Garwood había pronunciado la última parte de la frase como si él hubiera participado en la decisión de llamar a Bosch. Al mirar a través de la ventana, Harry vio que aún había muchos detectives pululando por el lugar.

– Yo diría que esos hombres hicieron alguna llamada más, capitán -comentó Bosch.

Garwood se volvió para mirar por la ventana, como si no se le hubiera ocurrido que no era habitual ver a quince detectives en el lugar de un crimen.

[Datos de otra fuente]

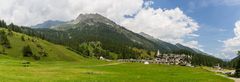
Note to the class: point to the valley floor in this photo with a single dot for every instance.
(91, 70)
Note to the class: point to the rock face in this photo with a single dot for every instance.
(92, 18)
(48, 24)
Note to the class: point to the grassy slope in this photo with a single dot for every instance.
(62, 71)
(55, 52)
(64, 65)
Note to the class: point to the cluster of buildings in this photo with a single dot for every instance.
(170, 59)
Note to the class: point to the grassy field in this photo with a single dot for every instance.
(63, 65)
(90, 70)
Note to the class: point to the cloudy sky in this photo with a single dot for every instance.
(212, 26)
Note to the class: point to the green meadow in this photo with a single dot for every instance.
(63, 65)
(91, 70)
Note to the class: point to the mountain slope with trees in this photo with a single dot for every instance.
(95, 35)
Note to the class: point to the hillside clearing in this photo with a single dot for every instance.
(100, 71)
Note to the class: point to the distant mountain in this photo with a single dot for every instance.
(48, 24)
(90, 31)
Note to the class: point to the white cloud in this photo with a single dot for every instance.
(232, 45)
(170, 25)
(31, 12)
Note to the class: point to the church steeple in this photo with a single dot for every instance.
(158, 53)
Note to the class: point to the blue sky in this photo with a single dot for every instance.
(216, 20)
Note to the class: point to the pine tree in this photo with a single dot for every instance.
(237, 72)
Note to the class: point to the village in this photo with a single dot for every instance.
(169, 59)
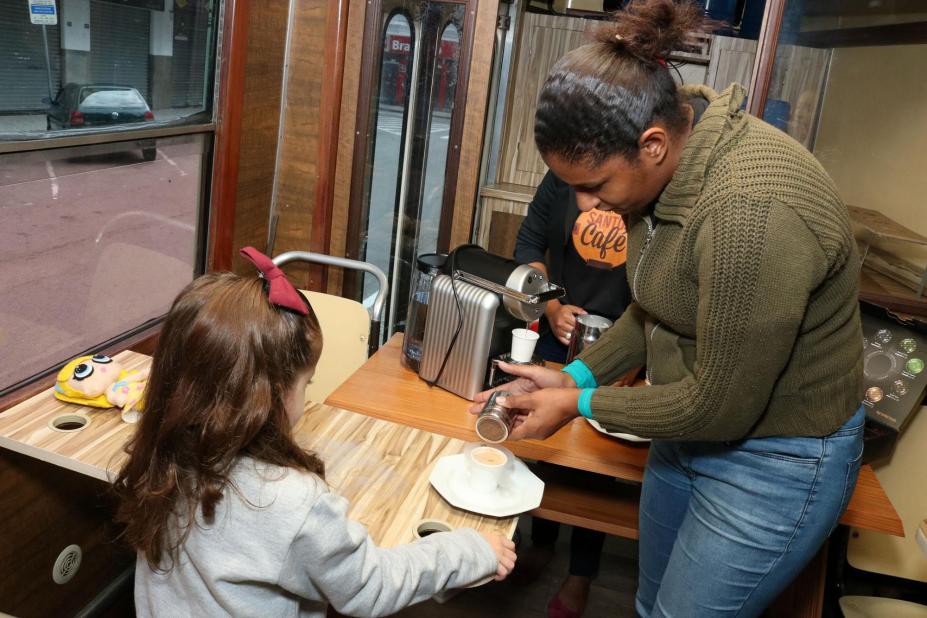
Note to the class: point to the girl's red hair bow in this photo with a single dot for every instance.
(280, 291)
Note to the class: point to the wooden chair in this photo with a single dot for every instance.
(349, 331)
(904, 558)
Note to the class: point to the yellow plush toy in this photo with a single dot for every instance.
(101, 382)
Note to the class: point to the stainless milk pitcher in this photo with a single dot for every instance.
(588, 329)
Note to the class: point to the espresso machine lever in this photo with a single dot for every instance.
(472, 310)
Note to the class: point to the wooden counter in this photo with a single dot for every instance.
(402, 397)
(381, 467)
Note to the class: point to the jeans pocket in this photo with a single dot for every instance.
(787, 449)
(849, 486)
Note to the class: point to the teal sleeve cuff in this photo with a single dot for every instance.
(584, 405)
(581, 374)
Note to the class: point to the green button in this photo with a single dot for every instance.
(914, 365)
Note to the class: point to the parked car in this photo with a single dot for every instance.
(79, 106)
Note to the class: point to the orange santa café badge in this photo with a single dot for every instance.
(601, 239)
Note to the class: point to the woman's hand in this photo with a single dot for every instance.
(505, 553)
(540, 414)
(562, 319)
(530, 379)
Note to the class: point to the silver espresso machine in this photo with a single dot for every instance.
(473, 307)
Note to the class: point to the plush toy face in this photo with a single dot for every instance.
(92, 375)
(101, 382)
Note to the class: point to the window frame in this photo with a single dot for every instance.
(222, 125)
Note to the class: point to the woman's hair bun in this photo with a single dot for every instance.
(651, 29)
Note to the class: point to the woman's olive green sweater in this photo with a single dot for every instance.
(745, 282)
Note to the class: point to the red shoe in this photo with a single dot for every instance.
(556, 609)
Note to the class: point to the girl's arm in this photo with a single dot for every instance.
(334, 559)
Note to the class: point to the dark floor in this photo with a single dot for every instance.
(612, 593)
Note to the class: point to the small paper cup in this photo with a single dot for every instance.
(523, 342)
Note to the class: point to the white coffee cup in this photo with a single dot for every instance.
(523, 342)
(487, 466)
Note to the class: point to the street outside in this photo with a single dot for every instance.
(381, 228)
(91, 246)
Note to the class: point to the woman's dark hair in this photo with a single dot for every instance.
(225, 362)
(600, 98)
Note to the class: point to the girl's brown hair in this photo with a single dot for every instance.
(225, 361)
(599, 98)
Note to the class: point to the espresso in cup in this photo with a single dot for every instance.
(487, 466)
(488, 456)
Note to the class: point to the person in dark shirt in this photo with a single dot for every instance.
(585, 253)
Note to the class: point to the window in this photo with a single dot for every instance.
(105, 148)
(157, 52)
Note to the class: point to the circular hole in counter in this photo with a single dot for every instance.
(69, 422)
(427, 527)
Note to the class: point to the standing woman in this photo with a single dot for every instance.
(744, 274)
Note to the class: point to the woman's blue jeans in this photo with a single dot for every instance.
(725, 527)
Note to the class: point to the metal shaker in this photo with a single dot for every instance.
(494, 422)
(588, 329)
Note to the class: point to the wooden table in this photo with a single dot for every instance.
(384, 389)
(381, 467)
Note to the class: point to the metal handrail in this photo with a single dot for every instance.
(329, 260)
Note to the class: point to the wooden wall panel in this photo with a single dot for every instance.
(267, 24)
(474, 121)
(44, 509)
(547, 38)
(493, 208)
(731, 61)
(298, 168)
(342, 190)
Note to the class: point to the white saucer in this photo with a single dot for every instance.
(520, 491)
(621, 436)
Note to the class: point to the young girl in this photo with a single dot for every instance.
(227, 513)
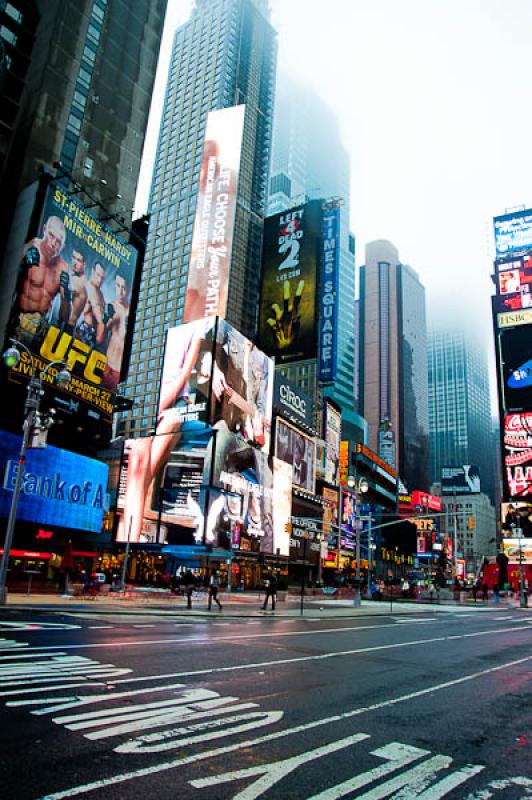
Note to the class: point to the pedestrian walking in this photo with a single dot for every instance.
(189, 583)
(271, 590)
(214, 585)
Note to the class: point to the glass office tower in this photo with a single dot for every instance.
(460, 421)
(225, 55)
(392, 367)
(309, 161)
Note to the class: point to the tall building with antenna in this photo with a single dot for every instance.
(223, 56)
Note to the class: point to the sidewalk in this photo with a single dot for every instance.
(244, 606)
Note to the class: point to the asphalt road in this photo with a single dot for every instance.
(119, 707)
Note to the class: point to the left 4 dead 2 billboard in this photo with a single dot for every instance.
(72, 301)
(290, 274)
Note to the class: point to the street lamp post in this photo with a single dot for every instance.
(523, 599)
(361, 487)
(12, 358)
(351, 485)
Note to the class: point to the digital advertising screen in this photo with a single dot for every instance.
(461, 479)
(225, 522)
(290, 269)
(305, 541)
(510, 319)
(330, 515)
(514, 284)
(212, 236)
(518, 550)
(516, 368)
(239, 468)
(169, 508)
(517, 455)
(516, 518)
(72, 301)
(242, 387)
(292, 401)
(321, 458)
(333, 435)
(296, 448)
(187, 372)
(58, 488)
(513, 232)
(329, 294)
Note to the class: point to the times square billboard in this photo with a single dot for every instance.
(290, 270)
(57, 487)
(515, 359)
(514, 284)
(517, 456)
(513, 233)
(71, 304)
(206, 475)
(212, 237)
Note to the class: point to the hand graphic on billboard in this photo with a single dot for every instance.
(286, 323)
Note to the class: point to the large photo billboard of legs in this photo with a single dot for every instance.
(183, 416)
(242, 387)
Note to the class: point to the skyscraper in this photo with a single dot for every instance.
(309, 161)
(77, 78)
(225, 55)
(393, 371)
(460, 424)
(77, 81)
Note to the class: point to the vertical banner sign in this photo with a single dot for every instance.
(212, 238)
(287, 325)
(344, 462)
(333, 436)
(328, 302)
(513, 232)
(72, 302)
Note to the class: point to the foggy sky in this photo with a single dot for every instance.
(433, 103)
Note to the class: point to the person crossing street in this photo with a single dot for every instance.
(271, 591)
(214, 585)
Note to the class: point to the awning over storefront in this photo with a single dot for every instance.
(191, 556)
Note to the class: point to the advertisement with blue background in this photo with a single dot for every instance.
(513, 232)
(58, 487)
(328, 296)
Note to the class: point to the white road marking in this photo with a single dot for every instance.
(36, 626)
(399, 755)
(175, 763)
(47, 688)
(270, 774)
(269, 634)
(180, 715)
(11, 644)
(409, 779)
(76, 701)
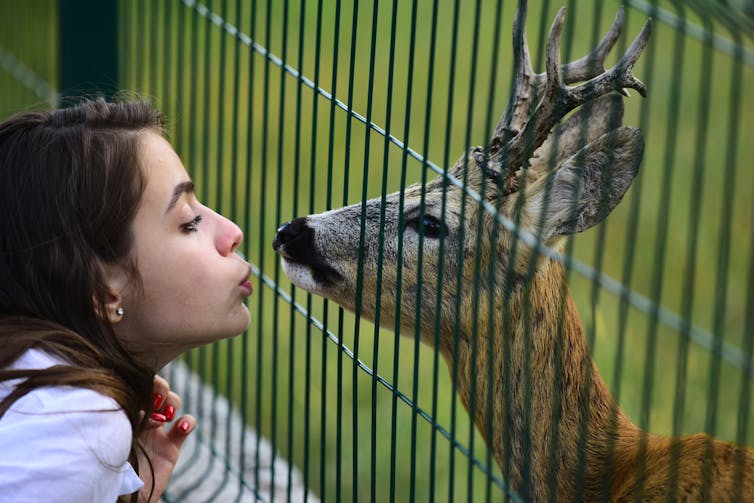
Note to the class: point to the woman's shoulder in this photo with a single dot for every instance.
(64, 438)
(77, 416)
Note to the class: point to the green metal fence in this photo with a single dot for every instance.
(280, 109)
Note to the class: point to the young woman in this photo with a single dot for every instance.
(109, 268)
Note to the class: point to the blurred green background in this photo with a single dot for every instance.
(248, 87)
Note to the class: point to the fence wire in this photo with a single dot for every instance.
(281, 109)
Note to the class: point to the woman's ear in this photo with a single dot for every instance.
(116, 280)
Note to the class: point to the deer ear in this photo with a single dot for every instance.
(585, 188)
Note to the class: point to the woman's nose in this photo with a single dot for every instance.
(229, 236)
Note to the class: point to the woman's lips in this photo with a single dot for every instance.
(246, 288)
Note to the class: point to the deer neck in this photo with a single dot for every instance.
(535, 394)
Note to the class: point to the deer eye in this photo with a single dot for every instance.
(433, 228)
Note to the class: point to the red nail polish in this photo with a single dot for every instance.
(158, 417)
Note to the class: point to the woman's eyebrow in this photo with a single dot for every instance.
(180, 189)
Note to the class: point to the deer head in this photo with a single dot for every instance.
(553, 177)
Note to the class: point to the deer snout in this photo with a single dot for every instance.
(294, 239)
(295, 242)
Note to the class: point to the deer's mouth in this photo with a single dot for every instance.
(302, 262)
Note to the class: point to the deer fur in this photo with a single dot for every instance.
(499, 312)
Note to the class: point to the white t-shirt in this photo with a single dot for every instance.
(63, 443)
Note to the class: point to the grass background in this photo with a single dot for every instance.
(264, 147)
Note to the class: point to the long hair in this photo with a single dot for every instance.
(70, 187)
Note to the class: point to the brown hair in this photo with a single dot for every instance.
(70, 186)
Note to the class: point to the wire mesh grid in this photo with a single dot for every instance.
(281, 109)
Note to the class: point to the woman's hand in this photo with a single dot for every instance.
(162, 443)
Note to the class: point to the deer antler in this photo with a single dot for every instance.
(520, 131)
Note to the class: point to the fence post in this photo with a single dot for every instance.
(87, 48)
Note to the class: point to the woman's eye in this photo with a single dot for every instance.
(191, 226)
(431, 226)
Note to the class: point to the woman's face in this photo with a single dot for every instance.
(193, 283)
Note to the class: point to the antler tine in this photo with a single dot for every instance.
(517, 111)
(510, 147)
(593, 63)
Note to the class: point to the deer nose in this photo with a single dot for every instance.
(292, 232)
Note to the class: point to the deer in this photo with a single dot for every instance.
(497, 308)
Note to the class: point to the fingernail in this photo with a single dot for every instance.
(158, 417)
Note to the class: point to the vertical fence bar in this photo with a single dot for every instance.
(88, 48)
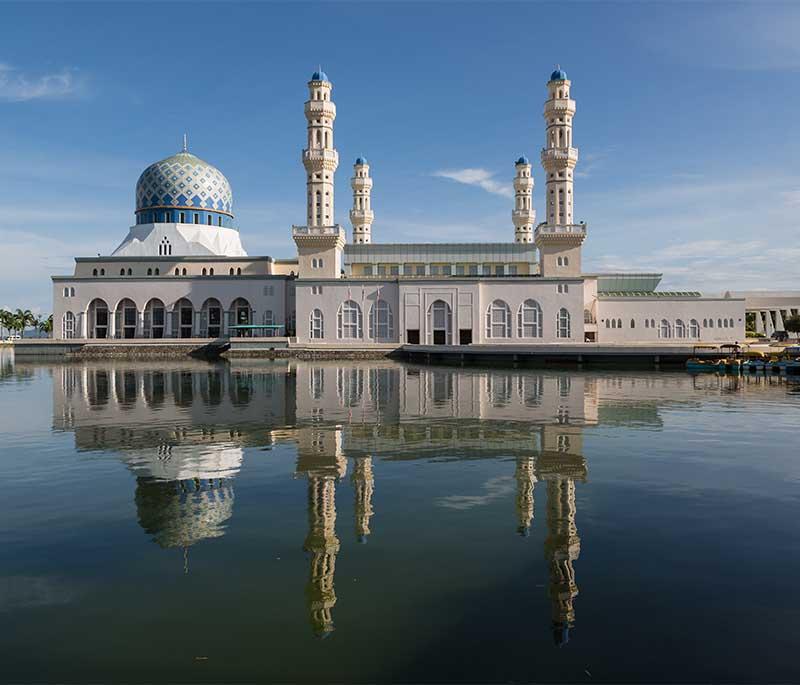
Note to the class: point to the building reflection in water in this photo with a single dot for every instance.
(182, 431)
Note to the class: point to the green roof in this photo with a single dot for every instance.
(649, 293)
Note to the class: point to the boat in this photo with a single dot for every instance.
(704, 363)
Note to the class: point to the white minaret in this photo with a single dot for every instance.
(361, 216)
(558, 156)
(523, 214)
(320, 158)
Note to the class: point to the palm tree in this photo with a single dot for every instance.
(5, 320)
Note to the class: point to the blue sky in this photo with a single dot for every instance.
(687, 124)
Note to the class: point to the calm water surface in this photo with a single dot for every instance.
(329, 522)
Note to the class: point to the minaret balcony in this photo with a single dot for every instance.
(317, 108)
(559, 105)
(321, 158)
(560, 154)
(361, 216)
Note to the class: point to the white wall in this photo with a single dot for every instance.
(640, 309)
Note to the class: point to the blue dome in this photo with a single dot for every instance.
(184, 182)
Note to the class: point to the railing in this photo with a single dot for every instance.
(561, 229)
(317, 230)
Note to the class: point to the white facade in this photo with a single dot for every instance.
(182, 270)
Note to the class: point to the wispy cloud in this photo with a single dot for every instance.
(19, 86)
(482, 178)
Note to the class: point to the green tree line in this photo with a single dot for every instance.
(21, 319)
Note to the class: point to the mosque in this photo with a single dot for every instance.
(182, 270)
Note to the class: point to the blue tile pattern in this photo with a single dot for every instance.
(184, 180)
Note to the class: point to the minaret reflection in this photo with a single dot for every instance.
(525, 476)
(363, 486)
(562, 548)
(560, 465)
(321, 542)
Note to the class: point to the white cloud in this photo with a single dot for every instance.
(477, 177)
(17, 86)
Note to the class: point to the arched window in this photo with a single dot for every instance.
(498, 320)
(529, 320)
(381, 321)
(563, 327)
(349, 324)
(316, 329)
(68, 325)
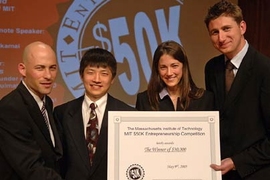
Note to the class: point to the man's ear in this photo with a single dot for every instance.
(22, 69)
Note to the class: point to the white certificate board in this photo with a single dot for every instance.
(163, 145)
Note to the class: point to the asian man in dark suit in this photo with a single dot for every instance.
(97, 70)
(245, 107)
(30, 148)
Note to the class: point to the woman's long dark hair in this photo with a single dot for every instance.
(188, 89)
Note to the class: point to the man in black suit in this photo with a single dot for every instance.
(30, 148)
(97, 71)
(245, 108)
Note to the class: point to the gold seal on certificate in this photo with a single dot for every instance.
(163, 145)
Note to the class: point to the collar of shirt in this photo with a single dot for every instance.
(37, 99)
(101, 105)
(163, 93)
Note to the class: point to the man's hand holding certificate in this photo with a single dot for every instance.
(163, 145)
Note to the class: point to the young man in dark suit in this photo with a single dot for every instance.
(30, 146)
(245, 107)
(97, 70)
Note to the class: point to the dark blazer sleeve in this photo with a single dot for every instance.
(142, 102)
(25, 153)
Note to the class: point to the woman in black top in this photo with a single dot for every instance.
(171, 87)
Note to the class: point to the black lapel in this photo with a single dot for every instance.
(34, 112)
(242, 77)
(76, 129)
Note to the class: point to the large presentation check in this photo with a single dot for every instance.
(163, 145)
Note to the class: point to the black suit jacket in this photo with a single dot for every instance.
(205, 103)
(244, 114)
(26, 150)
(76, 164)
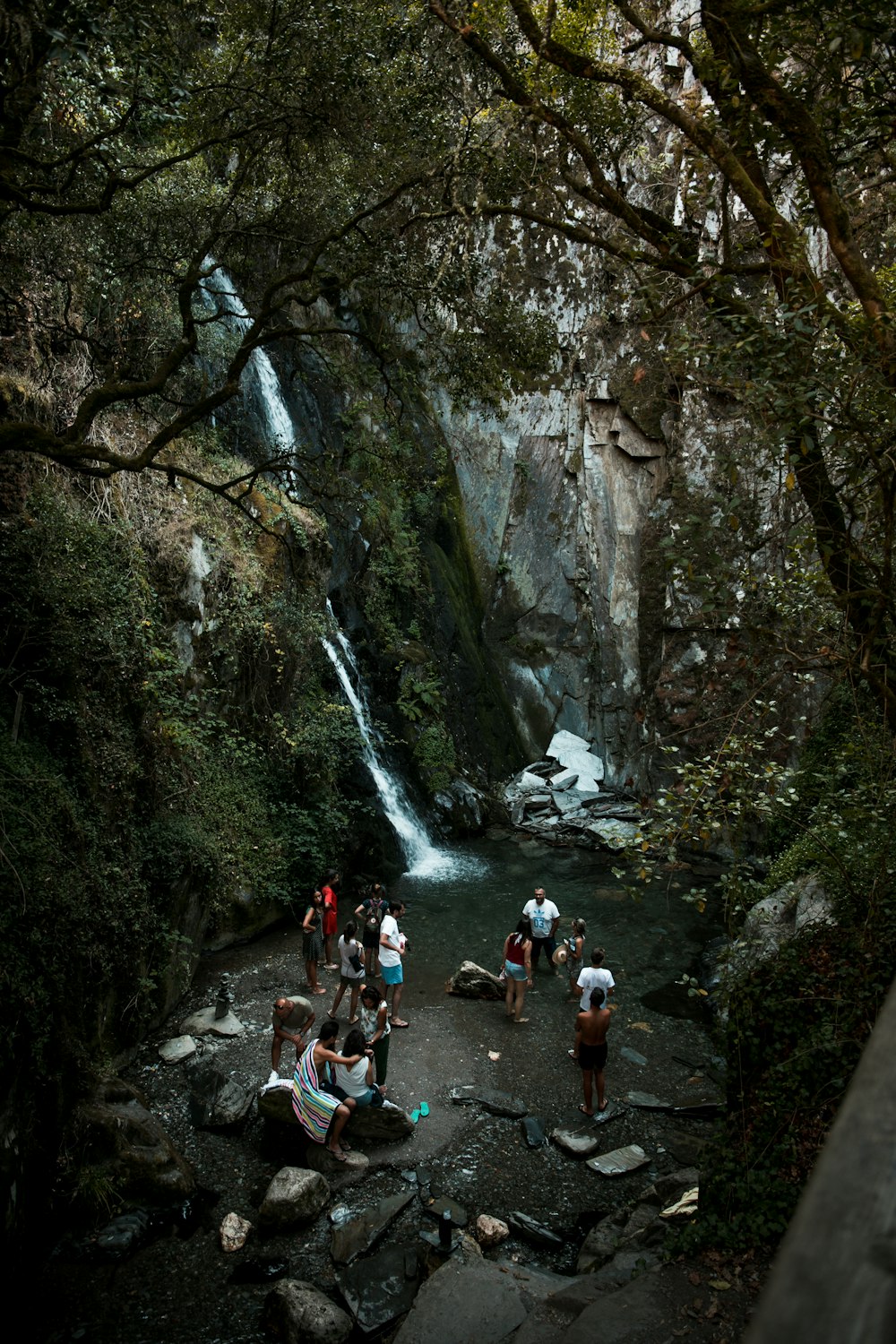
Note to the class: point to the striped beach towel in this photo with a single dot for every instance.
(314, 1107)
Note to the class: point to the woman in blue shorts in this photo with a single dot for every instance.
(517, 968)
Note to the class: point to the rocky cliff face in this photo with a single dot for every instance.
(557, 502)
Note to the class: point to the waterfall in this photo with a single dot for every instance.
(220, 289)
(421, 855)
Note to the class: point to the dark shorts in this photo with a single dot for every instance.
(592, 1058)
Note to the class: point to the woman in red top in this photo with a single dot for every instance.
(517, 968)
(331, 922)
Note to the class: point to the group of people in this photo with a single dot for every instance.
(591, 986)
(327, 1085)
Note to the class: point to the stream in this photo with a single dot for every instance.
(179, 1287)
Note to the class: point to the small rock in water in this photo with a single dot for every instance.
(443, 1206)
(260, 1271)
(533, 1131)
(536, 1233)
(234, 1231)
(179, 1047)
(490, 1231)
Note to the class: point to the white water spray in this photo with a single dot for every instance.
(421, 855)
(220, 288)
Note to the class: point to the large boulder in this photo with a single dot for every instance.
(296, 1312)
(295, 1196)
(471, 981)
(117, 1134)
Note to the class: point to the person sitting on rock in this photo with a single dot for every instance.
(591, 1048)
(320, 1113)
(357, 1081)
(290, 1021)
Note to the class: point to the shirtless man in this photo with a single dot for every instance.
(591, 1048)
(290, 1021)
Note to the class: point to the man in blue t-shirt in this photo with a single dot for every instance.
(544, 918)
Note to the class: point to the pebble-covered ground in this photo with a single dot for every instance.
(179, 1289)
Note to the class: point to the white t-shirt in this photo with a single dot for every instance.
(352, 1078)
(541, 917)
(389, 929)
(592, 978)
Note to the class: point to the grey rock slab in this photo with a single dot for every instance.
(381, 1288)
(204, 1021)
(441, 1206)
(296, 1312)
(357, 1236)
(319, 1159)
(461, 1304)
(179, 1047)
(379, 1125)
(533, 1132)
(619, 1161)
(295, 1195)
(532, 1230)
(575, 754)
(575, 1142)
(471, 981)
(495, 1102)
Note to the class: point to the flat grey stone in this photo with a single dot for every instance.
(533, 1231)
(355, 1236)
(295, 1195)
(296, 1312)
(465, 1303)
(619, 1161)
(381, 1288)
(179, 1047)
(573, 1142)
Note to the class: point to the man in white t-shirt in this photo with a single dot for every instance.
(544, 918)
(594, 978)
(392, 945)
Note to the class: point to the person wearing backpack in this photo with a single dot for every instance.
(371, 910)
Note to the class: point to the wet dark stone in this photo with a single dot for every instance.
(533, 1131)
(260, 1271)
(381, 1288)
(357, 1236)
(218, 1099)
(672, 1000)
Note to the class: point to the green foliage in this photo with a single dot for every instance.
(136, 784)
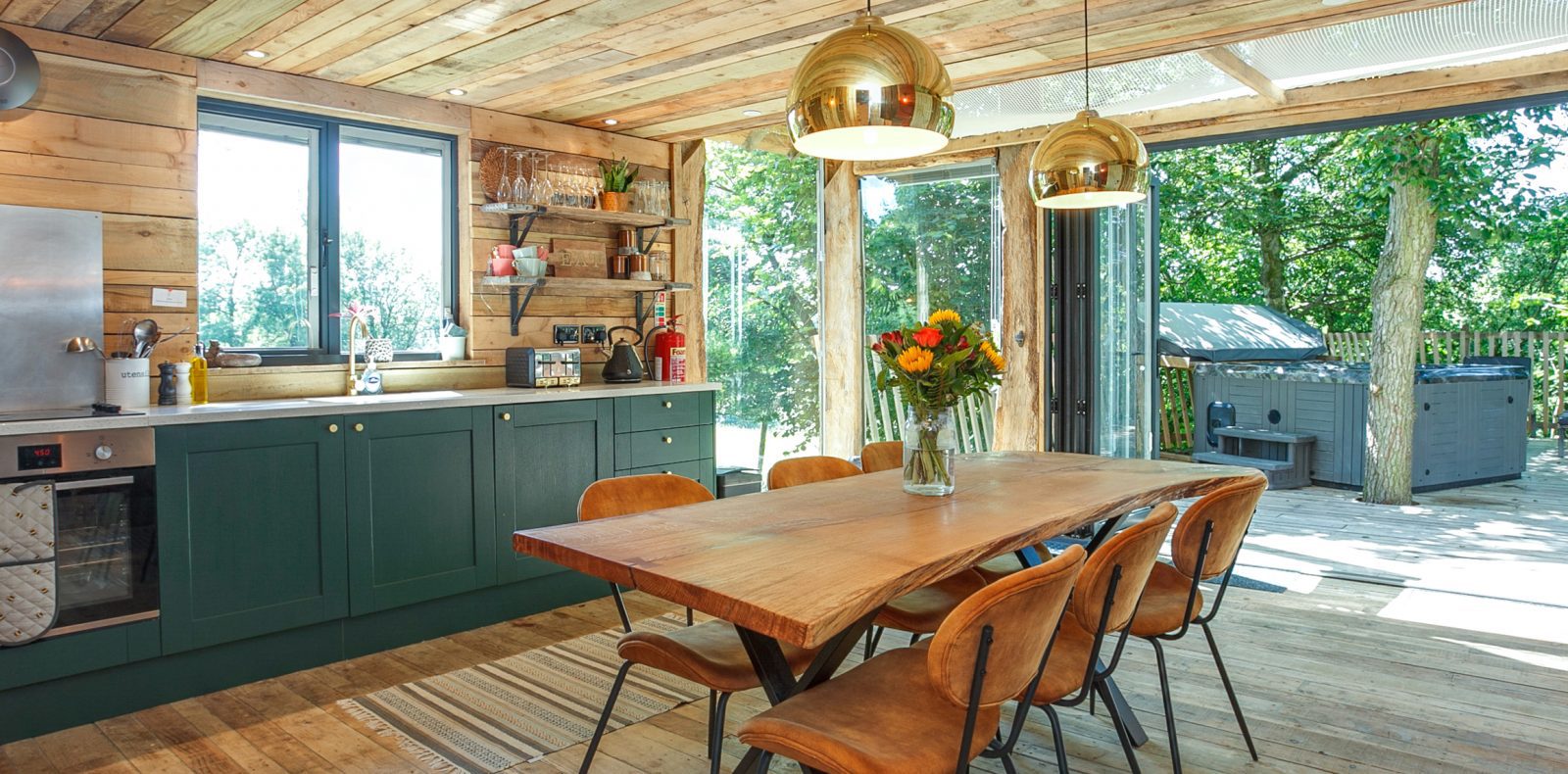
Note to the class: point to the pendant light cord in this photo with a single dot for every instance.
(1086, 54)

– Supongo que sí -respondió.

– Bien, ¿qué más? -inquirió Bosch-. ¿Qué más hicieron antes de descubrir quién era el muerto y retirarse del caso?

– Hablaron con Eldrige Peete, como ya le he dicho, y examinaron la zona alrededor de los coches. De arriba abajo. Ellos…

– ¿Encontraron algún casquillo?

– No. El asesino es cuidadoso. Recogió todos los casquillos. Pero sabemos que utilizó un arma del nueve.

– ¿Cómo lo averiguaron?

– Por la segunda víctima, la mujer. El disparo la atravesó. La bala impactó en el marco de acero de la ventanilla situada detrás de ella, se aplastó y cayó al suelo. Está muy deteriorada para hacer comparaciones, pero todo indica que es una pistola del nueve. Hoffman dijo que seguramente se trata de un arma federal, pero tendrá usted que esperar al análisis de balística para saberlo con certeza. Suponiendo que llegue hasta allí.

Perfecto, pensó Bosch. El nueve era el calibre del arma de la policía. Y el hecho de que el asesino recogiera los casquillos era muy revelador. Nada frecuente.

– Según mis hombres -continuó Garwood-, Elias fue asesinado poco después de llegar allí. El tipo se acercó y le disparó primero en el culo.

– ¿En el culo? -preguntó Edgar.

– Así es. El primer disparo le alcanzó en el culo. Elias se disponía a subir al funicular, de modo que estaba a pocos pasos de la acera. El tipo se acercó por detrás y le metió el primer balazo en el culo.

– ¿Y luego? -preguntó Bosch.

– Creemos que Elias cayó al suelo y se volvió para mirar a su agresor. Alzó las manos, pero el tipo volvió a dispararle. La bala le atravesó una mano y le dio en la cara, entre los ojos. Esa es probablemente la causa de la muerte, el disparo en el rostro. Elias cae de nuevo, boca abajo. El tipo se sube en el funicular y le dispara otro tiro en la nuca, a bocajarro. Luego levanta la vista y ve a la mujer, en la que seguramente no había reparado. Le dispara a una distancia de cuatro metros aproximadamente. La bala le atraviesa el pecho. La mujer muere en el acto. No hay testigos. El tipo le quita la cartera y el reloj a Elias, recoge los casquillos y se larga. Al cabo de unos minutos, Peete hace subir el coche y encuentra los cadáveres. Ahora ya saben lo mismo que nosotros.

Bosch y sus compañeros guardaron silencio durante un buen rato. El escenario que había descrito Garwood no acababa de convencer a Bosch, pero no conocía aún suficientes pormenores sobre el crimen para cuestionar el informe del capitán.

– ¿El robo parecía auténtico? -preguntó por fin Bosch.

– A mí me lo pareció. Sé que la gente del sur no querrá darse por enterada, pero es la realidad.

Rider y Edgar permanecían callados como estatuas.

– ¿Y la mujer? -preguntó Bosch-. ¿El asesino le robó algo?

– Parece que no. Yo creo que el asesino no pretendía subir al funicular. En cualquier caso, el blanco era el abogado vestido con un traje de mil dólares.

– ¿Peete oyó algún disparo o algún grito?

– Dice que no. Me contó que el generador de electricidad está instalado bajo tierra, justamente aquí, y que como emite todo el día un ruido parecido al de un ascensor, él se pone tapones en los oídos. No oyó nada.